Forged in the heart of aging stars, carbon is the fourth most abundant element in the Universe. Most of Earth’s carbon—about 65,500 billion metric tons—is stored in rocks. The rest is in the ocean, atmosphere, plants, soil, and fossil fuels.
Carbon flows between each reservoir in an exchange called the carbon cycle, which has slow and fast components. Any change in the cycle that shifts carbon out of one reservoir puts more carbon in the other reservoirs. Changes that put carbon gases into the atmosphere result in warmer temperatures on Earth.
Carbon Cycle on Land
Carbon in the atmosphere is present in the form of carbon dioxide. Carbon enters the atmosphere through natural processes such as respiration and industrial applications such as burning fossil fuels. The process of photosynthesis involves the absorption of CO2 by plants to produce carbohydrates. The equation is as follows:
CO2 + H2O + energy → CH2O +O2
Carbon compounds are passed along the food chain from the producers to consumers. The majority of the carbon exists in the body in the form of carbon dioxide through respiration. The role of decomposers is to eat the dead organism and return the carbon from their body back into the atmosphere.

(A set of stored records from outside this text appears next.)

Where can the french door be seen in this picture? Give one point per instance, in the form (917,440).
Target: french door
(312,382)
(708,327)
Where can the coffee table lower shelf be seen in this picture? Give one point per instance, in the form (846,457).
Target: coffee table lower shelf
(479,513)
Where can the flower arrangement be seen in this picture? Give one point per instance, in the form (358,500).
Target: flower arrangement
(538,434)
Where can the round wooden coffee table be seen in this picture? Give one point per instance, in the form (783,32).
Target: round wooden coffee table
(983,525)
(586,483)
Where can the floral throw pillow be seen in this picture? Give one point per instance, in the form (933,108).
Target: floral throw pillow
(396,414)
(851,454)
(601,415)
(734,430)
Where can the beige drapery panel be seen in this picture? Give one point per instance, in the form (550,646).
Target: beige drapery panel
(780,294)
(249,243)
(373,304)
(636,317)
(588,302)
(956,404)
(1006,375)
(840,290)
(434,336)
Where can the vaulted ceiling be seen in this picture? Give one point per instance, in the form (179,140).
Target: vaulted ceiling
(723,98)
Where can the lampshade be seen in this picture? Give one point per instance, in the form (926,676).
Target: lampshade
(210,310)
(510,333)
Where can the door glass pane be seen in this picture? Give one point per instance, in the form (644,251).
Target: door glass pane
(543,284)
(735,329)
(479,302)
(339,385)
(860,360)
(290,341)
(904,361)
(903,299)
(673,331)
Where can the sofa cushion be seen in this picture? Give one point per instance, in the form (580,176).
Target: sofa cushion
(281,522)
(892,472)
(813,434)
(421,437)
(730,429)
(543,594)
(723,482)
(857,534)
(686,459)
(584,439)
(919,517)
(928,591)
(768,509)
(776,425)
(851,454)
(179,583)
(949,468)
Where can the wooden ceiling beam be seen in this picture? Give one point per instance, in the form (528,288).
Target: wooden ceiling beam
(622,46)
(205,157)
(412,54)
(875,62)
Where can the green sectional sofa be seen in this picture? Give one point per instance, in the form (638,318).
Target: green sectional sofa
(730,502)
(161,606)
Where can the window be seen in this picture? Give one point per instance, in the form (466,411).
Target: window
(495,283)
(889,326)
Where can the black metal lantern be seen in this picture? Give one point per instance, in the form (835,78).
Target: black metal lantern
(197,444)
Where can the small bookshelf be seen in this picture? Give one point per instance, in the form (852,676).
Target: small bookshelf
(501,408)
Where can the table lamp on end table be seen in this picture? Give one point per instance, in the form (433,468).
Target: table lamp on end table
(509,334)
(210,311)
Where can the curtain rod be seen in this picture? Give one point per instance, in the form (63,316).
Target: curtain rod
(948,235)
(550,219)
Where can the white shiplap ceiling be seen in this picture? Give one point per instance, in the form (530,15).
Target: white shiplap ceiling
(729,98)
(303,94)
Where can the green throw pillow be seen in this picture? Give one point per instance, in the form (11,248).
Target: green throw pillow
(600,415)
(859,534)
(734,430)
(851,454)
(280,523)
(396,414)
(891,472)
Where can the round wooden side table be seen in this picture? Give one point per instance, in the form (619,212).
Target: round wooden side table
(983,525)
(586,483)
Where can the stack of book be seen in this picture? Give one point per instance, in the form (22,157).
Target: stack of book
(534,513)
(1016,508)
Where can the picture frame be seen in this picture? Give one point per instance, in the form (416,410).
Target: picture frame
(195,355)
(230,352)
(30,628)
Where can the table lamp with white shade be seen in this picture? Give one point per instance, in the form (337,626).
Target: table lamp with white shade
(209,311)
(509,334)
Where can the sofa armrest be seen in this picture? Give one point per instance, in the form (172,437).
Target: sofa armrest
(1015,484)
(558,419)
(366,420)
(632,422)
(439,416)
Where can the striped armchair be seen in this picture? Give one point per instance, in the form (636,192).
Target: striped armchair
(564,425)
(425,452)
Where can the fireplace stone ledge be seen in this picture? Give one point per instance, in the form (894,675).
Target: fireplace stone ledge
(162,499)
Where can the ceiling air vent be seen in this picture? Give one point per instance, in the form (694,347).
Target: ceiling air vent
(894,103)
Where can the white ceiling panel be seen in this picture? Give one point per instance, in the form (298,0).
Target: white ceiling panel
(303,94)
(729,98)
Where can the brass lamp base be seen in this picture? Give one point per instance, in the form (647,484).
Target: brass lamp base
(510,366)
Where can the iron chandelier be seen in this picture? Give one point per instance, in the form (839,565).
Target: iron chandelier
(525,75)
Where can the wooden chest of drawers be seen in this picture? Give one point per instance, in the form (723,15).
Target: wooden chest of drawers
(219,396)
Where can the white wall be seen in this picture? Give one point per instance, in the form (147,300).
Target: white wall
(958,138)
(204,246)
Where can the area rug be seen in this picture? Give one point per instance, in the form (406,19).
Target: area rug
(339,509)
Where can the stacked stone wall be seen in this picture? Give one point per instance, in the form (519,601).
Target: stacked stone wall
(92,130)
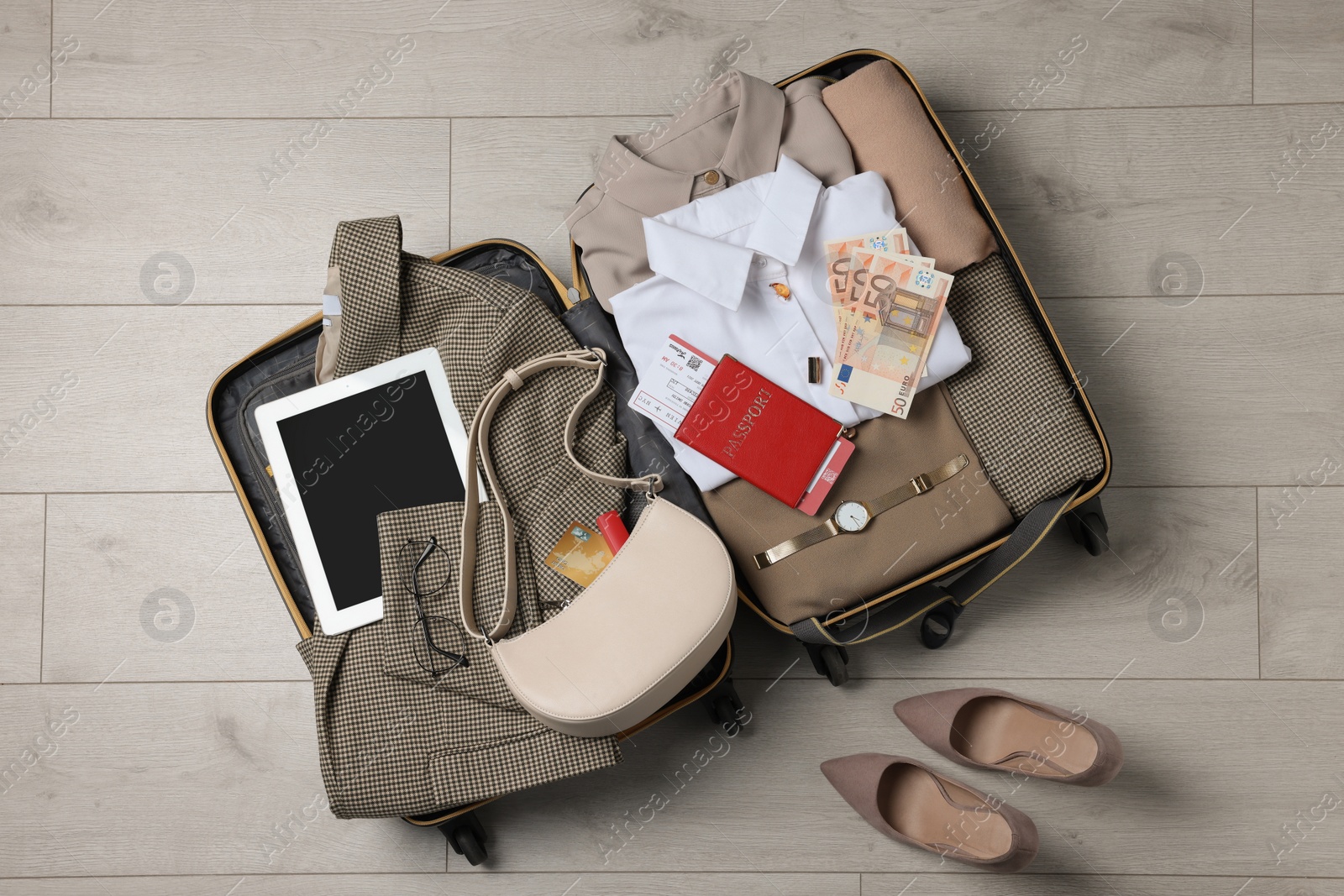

The equation for this process is:
CH2O +O2 → CO2 + H2O
Oceanic Carbon Cycle
This is essentially a carbon cycle but in the sea. Ecologically, oceans take in more carbon than it gives out. Hence, it is called a “carbon sink.” Marine animals convert carbon to calcium carbonate and this forms the raw building materials require to create hard shells, similar to the ones found in clams and oysters.
When organisms with calcium carbonate shells die, their body decomposes, leaving behind their hard shells. These accumulate on the seafloor and are eventually broken down by the waves and compacted under enormous pressure, forming limestone.
When these limestone rocks are exposed to air, they get weathered and the carbon is released back into the atmosphere as carbon dioxide.
Importance of Carbon Cycle
Even though carbon dioxide is found in small traces in the atmosphere, it plays a vital role in balancing the energy and traps the long-wave radiations from the sun. Therefore, it acts like a blanket over the planet. If the carbon cycle is disturbed it will result in serious consequences such as climatic changes and global warming.
Carbon is an integral component of every life form on earth. From proteins and lipids to even our DNA. Furthermore, all known life on earth is based on carbon. Hence, the carbon cycle, along with the nitrogen cycle and oxygen cycle, plays a vital role in the existence of life on earth.